L’ex bluceleste Julio Cruz Kaprof è “sbarcato” in Ecuador. Per (ri)provare a emergere nel calcio del (suo) Nuovo Mondo, sponda Quito. Capitale di una nazione che, seppure non abbia mai brillato per fuoriclasse o “squadroni”, in Sudamerica ha comunque un suo perché calcistico

A cominciare proprio dal Ldu Quito - nuova squadra dell’ex Calcio Lecco 1912 (9 presenze; 0 gol) - che all’anagrafe calcistica fa “Liga Deportiva Universitaria” e partecipa (come sorta di Juventus dell’Ecuador) alla locale massima serie (chiamata anche lì “serie A”). Nel suo palmarès ha addirittura una Copa Libertadores (la Champions sudamericana), vinta nell’edizione 2008. Si tratta, quindi, di “calcio vero”.

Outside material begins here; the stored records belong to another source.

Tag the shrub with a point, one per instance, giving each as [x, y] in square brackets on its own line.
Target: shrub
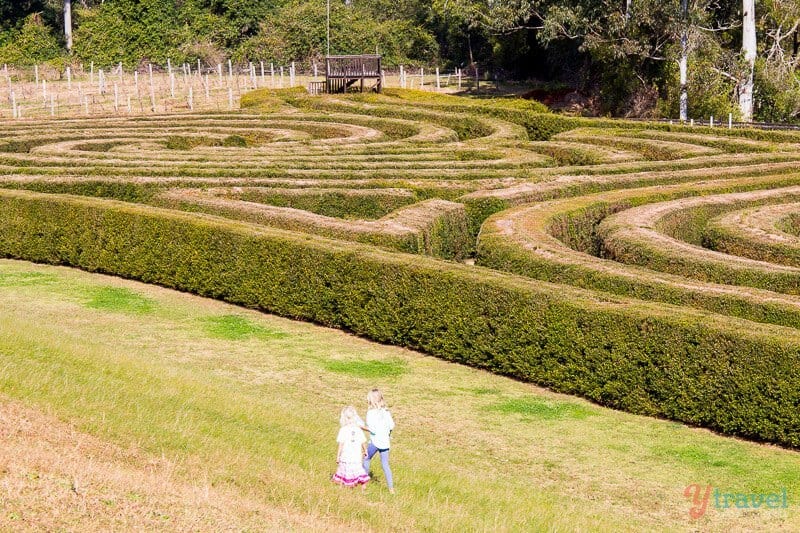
[733, 376]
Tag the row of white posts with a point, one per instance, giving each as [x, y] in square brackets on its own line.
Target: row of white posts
[130, 87]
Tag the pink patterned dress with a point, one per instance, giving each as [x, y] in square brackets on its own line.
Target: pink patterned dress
[351, 470]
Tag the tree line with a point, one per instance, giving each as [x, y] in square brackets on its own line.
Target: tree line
[676, 58]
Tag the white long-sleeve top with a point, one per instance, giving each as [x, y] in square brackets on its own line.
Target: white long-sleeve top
[380, 424]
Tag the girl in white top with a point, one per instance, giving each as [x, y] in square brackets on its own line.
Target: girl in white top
[352, 450]
[380, 426]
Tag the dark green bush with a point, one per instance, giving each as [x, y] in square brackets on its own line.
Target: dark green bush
[730, 375]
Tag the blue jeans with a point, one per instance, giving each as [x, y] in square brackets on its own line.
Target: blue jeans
[387, 471]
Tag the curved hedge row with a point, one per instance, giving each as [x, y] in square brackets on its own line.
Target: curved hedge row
[311, 207]
[725, 374]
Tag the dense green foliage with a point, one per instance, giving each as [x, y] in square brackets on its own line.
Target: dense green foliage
[634, 356]
[622, 54]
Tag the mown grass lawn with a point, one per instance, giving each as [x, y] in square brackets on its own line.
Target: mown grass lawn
[246, 403]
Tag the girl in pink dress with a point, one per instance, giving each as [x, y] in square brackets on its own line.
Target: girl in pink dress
[352, 450]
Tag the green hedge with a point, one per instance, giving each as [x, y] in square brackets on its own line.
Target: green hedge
[366, 205]
[733, 376]
[428, 227]
[577, 230]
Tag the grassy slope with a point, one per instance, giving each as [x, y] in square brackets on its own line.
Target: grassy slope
[247, 404]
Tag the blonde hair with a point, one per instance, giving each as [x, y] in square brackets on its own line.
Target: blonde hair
[348, 416]
[375, 399]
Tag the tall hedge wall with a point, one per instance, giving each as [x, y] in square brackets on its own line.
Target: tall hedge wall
[730, 375]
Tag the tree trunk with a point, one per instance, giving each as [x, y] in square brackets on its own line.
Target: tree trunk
[68, 23]
[684, 63]
[749, 51]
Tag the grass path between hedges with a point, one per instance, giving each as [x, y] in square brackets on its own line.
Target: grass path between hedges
[128, 406]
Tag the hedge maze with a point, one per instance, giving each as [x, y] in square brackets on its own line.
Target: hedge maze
[648, 267]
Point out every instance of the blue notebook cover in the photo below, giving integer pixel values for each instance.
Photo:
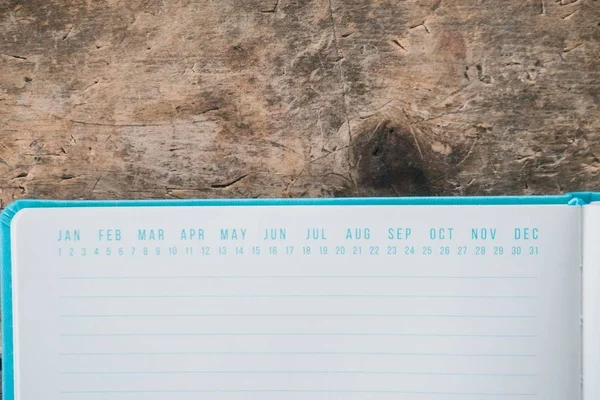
(575, 199)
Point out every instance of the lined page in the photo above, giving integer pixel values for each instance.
(298, 302)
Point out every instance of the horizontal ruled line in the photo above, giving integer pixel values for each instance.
(296, 334)
(308, 315)
(297, 277)
(277, 353)
(296, 372)
(395, 392)
(276, 296)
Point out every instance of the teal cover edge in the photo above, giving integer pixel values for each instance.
(573, 199)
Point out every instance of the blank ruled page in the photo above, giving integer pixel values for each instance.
(297, 302)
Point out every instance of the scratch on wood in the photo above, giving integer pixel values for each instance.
(66, 35)
(93, 84)
(565, 51)
(15, 56)
(417, 142)
(342, 78)
(228, 184)
(569, 16)
(272, 10)
(397, 43)
(421, 24)
(95, 184)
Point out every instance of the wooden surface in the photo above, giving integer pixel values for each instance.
(275, 98)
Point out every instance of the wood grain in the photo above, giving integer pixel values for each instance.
(287, 98)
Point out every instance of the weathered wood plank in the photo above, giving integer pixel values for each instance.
(224, 98)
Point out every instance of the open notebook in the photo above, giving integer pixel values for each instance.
(420, 299)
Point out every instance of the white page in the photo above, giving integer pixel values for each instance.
(368, 325)
(591, 301)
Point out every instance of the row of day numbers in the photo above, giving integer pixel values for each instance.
(144, 251)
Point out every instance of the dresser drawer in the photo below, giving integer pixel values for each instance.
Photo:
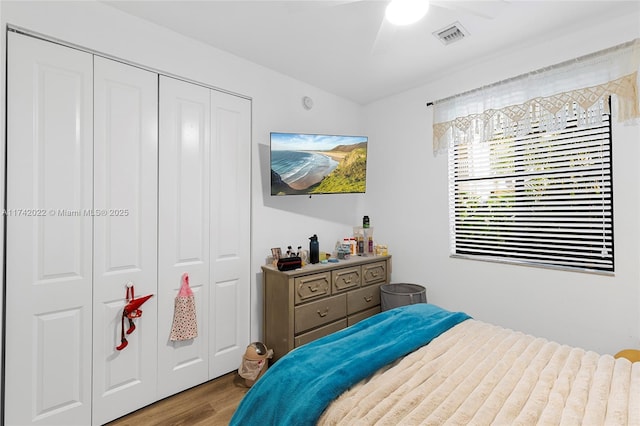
(320, 332)
(310, 287)
(320, 312)
(374, 273)
(352, 319)
(363, 298)
(345, 278)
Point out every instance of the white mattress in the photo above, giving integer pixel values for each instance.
(480, 374)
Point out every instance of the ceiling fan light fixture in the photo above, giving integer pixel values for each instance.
(406, 12)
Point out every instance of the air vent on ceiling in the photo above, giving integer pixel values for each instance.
(451, 33)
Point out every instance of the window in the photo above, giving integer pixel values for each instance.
(541, 197)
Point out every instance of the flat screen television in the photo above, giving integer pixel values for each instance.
(308, 164)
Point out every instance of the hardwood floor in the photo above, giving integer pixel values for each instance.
(211, 404)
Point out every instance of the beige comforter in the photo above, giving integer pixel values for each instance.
(477, 374)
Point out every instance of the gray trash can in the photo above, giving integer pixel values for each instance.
(401, 294)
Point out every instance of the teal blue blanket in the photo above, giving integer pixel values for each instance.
(298, 388)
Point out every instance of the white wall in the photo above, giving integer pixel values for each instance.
(407, 188)
(276, 106)
(408, 200)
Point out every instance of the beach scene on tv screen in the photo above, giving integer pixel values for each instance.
(317, 164)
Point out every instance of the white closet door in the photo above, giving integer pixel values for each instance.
(183, 240)
(230, 231)
(125, 236)
(48, 256)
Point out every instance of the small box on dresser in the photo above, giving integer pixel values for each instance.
(307, 303)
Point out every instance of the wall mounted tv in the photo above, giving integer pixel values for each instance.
(308, 164)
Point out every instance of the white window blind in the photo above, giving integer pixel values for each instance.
(541, 198)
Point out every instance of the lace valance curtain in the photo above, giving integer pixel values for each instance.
(546, 98)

Alla presentazione (online) del giocatore, almeno una cinquantina di giornalisti. I bianco-rossoblù sono chiamati (il campionato è iniziato sabato scorso) a vincere il 12° titolo nazionale.

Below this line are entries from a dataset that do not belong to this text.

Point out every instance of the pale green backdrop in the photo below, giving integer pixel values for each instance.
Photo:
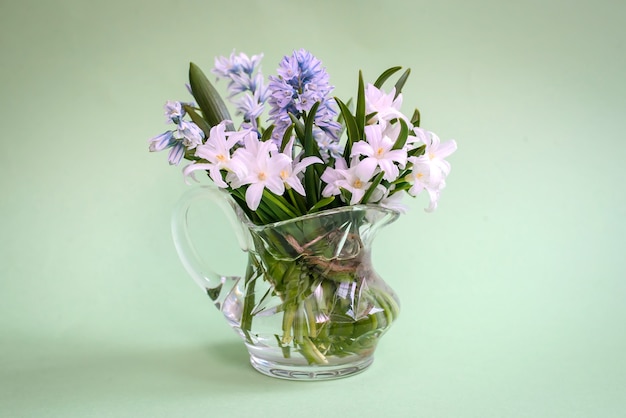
(513, 291)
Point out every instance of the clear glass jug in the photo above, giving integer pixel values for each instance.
(310, 305)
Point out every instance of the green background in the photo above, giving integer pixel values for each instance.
(513, 291)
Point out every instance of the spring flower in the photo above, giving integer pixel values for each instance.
(216, 151)
(263, 170)
(301, 82)
(161, 142)
(239, 71)
(189, 134)
(173, 112)
(378, 149)
(253, 158)
(436, 152)
(290, 170)
(356, 180)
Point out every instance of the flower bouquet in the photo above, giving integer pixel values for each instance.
(312, 178)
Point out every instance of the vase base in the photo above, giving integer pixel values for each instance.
(310, 373)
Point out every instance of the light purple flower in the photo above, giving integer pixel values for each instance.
(300, 83)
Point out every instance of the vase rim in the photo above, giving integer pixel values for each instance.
(350, 208)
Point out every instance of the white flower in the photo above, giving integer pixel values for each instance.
(355, 179)
(385, 106)
(216, 151)
(378, 149)
(291, 169)
(331, 176)
(263, 170)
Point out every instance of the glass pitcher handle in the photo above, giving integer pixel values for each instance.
(202, 274)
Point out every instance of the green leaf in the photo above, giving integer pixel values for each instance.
(370, 190)
(198, 120)
(415, 119)
(267, 134)
(385, 75)
(286, 137)
(311, 178)
(402, 136)
(351, 128)
(400, 83)
(417, 151)
(322, 204)
(213, 107)
(360, 106)
(299, 127)
(278, 202)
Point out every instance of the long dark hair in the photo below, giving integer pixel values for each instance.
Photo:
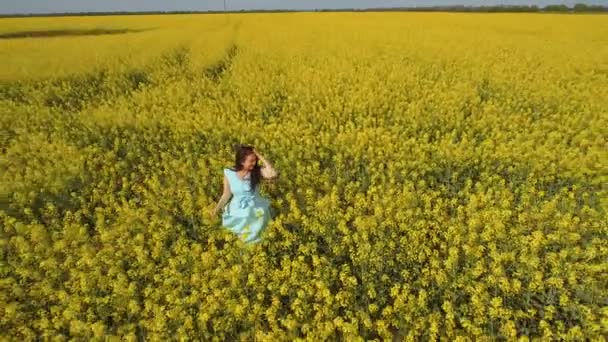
(242, 151)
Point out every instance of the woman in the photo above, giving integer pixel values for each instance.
(248, 212)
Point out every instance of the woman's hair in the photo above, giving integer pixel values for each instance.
(242, 151)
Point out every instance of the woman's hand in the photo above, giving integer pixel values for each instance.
(213, 212)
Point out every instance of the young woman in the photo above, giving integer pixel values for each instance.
(247, 213)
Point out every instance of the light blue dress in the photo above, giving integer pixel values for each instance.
(247, 213)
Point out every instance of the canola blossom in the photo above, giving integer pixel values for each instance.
(441, 177)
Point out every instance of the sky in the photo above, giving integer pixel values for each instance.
(59, 6)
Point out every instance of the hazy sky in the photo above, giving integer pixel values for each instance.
(50, 6)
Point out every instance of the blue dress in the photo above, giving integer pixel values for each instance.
(248, 213)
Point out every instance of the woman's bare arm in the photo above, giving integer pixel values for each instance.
(267, 170)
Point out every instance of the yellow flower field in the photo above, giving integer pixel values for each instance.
(442, 176)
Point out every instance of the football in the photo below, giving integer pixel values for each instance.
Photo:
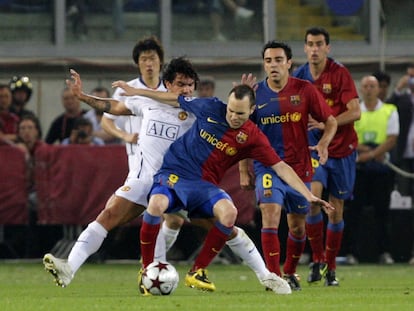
(160, 278)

Assente alla prima (4-2 al Nueve de Octobre) Karpof ha detto: «Vengo in un club prestigioso per dimostrare di poter giocare ancora a questi livelli, come nel mio paese. Provengo dal River Plate e giocare in un club importante per me non è una novità». Poi un vago riferimento alla sua esperienza in riva al Lario: «Ero inquieto in Italia e il mio procuratore era incaricato di organizzarmi un futuro da qualche altra parte...». Quindi il passaggio alla Ldu dove sa già quale maglia indossare: «Il mio numero preferito è il 7 - ha spiegato - ma mi hanno detto avrei dovuto prendere la numero 9. È comunque un bel numero per un attaccante. Sono un giocatore a cui piace ricevere palla e puntare la porta. Affiancarsi alla prima punta. Mi considero uno veloce. Ma tutto questo lo diranno i tifosi».

Per lui probabile esordio contro il Deportivo Olmedo, domenica, all’Estadio Olímpico de Riobamba.